Because the VA is a socialized oasis within the American health-care system, this success has become a bit of a political football. And so it's unsurprising that Megan McArdle jumped on the New York Times story. "I suspect this is also one of the things that can only happen at the VA," she wrote.
It would be surprising if incompetent doctors covering up their mistakes was a problem specific to the VA. Megan's argument is that any private hospital would be terrified of being sued, and so would never allow such shenanigans to continue. I'm curious, then, to hear her explain the case of California's Redding Medical Center, which specialized in cardiac surgeries. The Heart Institute there was headed by Dr.
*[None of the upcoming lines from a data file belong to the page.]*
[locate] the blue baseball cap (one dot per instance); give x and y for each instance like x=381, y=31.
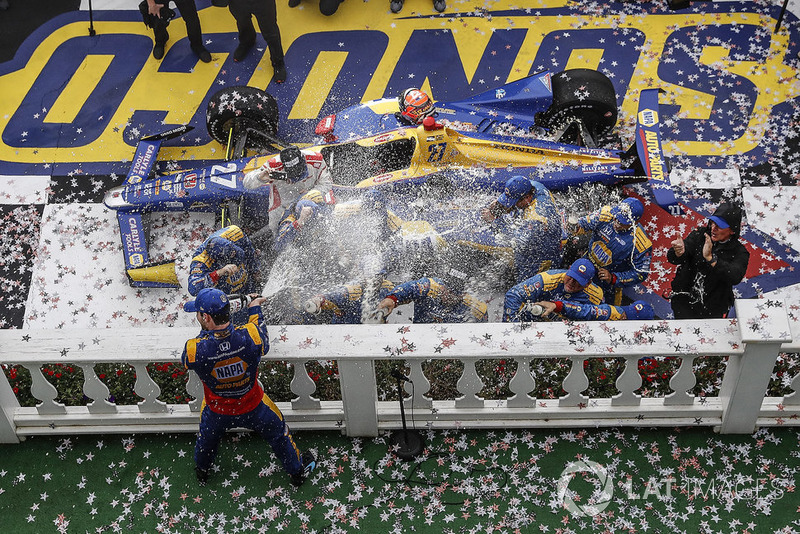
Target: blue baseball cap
x=628, y=211
x=639, y=310
x=305, y=203
x=516, y=188
x=582, y=270
x=208, y=300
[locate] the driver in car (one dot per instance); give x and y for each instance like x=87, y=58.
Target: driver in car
x=290, y=174
x=415, y=105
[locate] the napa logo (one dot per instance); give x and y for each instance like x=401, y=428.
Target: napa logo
x=229, y=370
x=77, y=104
x=648, y=118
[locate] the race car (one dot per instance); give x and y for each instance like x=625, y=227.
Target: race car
x=549, y=131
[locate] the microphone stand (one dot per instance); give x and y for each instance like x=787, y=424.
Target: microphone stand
x=92, y=33
x=406, y=444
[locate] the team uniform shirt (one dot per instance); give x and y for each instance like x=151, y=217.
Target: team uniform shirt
x=535, y=234
x=579, y=311
x=346, y=303
x=202, y=270
x=548, y=285
x=283, y=194
x=626, y=255
x=426, y=293
x=227, y=363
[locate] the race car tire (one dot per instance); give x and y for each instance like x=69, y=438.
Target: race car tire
x=587, y=95
x=241, y=108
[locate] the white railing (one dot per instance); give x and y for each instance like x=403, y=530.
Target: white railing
x=751, y=343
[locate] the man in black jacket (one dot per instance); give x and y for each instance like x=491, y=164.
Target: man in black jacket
x=710, y=261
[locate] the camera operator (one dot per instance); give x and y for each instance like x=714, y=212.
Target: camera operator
x=710, y=261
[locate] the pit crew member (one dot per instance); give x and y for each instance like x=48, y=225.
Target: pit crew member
x=226, y=358
x=227, y=261
x=581, y=311
x=526, y=214
x=619, y=247
x=437, y=300
x=290, y=174
x=573, y=284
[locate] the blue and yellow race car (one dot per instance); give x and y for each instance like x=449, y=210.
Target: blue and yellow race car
x=548, y=127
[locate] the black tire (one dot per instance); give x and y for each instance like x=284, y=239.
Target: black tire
x=240, y=108
x=587, y=95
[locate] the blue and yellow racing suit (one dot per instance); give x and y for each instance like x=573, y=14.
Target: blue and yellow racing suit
x=426, y=293
x=625, y=254
x=227, y=363
x=548, y=285
x=582, y=311
x=535, y=234
x=227, y=245
x=346, y=303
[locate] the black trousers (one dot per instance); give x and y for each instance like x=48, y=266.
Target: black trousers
x=188, y=11
x=266, y=15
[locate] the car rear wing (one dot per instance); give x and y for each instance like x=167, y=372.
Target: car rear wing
x=141, y=271
x=651, y=156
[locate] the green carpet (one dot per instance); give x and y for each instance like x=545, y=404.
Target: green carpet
x=675, y=480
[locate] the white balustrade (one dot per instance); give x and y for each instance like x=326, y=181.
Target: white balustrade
x=751, y=343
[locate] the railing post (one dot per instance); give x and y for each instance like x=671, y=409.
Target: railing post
x=9, y=404
x=359, y=397
x=764, y=326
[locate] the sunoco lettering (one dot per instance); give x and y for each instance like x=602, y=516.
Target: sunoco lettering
x=140, y=165
x=654, y=155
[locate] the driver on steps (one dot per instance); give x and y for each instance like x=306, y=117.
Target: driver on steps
x=291, y=174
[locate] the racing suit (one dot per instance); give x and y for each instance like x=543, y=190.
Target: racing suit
x=227, y=363
x=582, y=311
x=535, y=234
x=227, y=245
x=426, y=293
x=625, y=254
x=283, y=194
x=548, y=285
x=345, y=303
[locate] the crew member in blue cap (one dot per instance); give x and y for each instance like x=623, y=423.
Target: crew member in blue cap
x=439, y=299
x=226, y=359
x=710, y=261
x=619, y=247
x=527, y=216
x=581, y=311
x=573, y=284
x=227, y=261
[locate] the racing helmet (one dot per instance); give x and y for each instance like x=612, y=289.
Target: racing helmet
x=415, y=105
x=292, y=167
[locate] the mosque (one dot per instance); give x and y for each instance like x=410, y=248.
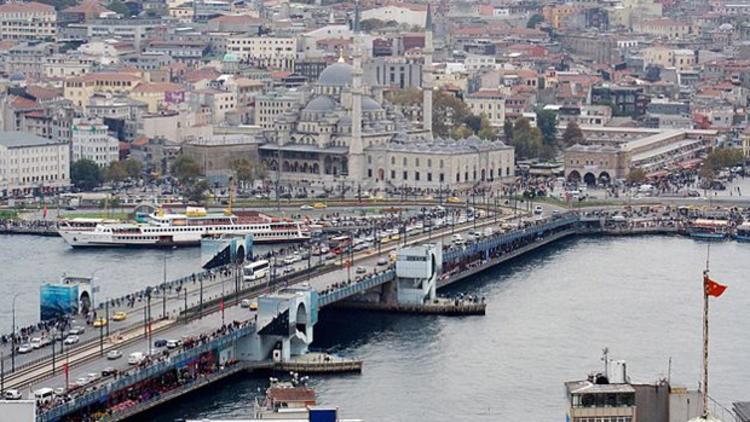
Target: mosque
x=346, y=133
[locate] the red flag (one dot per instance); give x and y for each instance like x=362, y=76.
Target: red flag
x=712, y=288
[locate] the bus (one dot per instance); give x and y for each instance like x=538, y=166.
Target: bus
x=339, y=244
x=255, y=270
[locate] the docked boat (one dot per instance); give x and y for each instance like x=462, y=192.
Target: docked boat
x=172, y=229
x=742, y=232
x=708, y=229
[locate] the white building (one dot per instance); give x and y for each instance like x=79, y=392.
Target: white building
x=31, y=163
x=90, y=139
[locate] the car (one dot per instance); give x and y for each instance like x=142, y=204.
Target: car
x=72, y=339
x=120, y=316
x=114, y=354
x=77, y=330
x=36, y=342
x=136, y=358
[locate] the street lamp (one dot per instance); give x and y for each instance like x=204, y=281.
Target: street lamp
x=13, y=334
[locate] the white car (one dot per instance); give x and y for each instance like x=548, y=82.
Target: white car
x=72, y=339
x=77, y=330
x=114, y=354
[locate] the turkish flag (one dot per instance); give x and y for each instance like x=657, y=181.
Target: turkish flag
x=712, y=288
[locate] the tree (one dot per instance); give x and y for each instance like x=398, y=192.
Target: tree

Chae Hyun Moon and Dr. Fidel Realyvasquez Jr., both of them well-respected surgeons.
At least, they were until the FBI raided their offices.
The Redding Medical Center, it turned out, was performing profitable operations on patients who didn't need them. A full half of their surgeries were found to be unnecessary, A quarter were foisted on patients with no serious heart problems whatsoever. Thirty-eight-year-old rancher Steven Hunt made the mistake of setting foot into their unit in late 2001. He was opened up for a bypass operation two days later. Not long after, the incision developed a hernia, and his upper-body strength deteriorated, ending his work as a rancher. The tragedy of it all was that Hunt suffered from nothing more than high blood pressure, easily controllable through medication and diet.
You could say, of course, that this sort of scandal could only occur within a private health-care system. Indeed, you'd probably be right about it: Doctors at the VA don't make extra money for performing more surgeries, and so they have no incentive to foist unnecessary treatments on healthy patients. But that's probably not a helpful way to conduct this debate.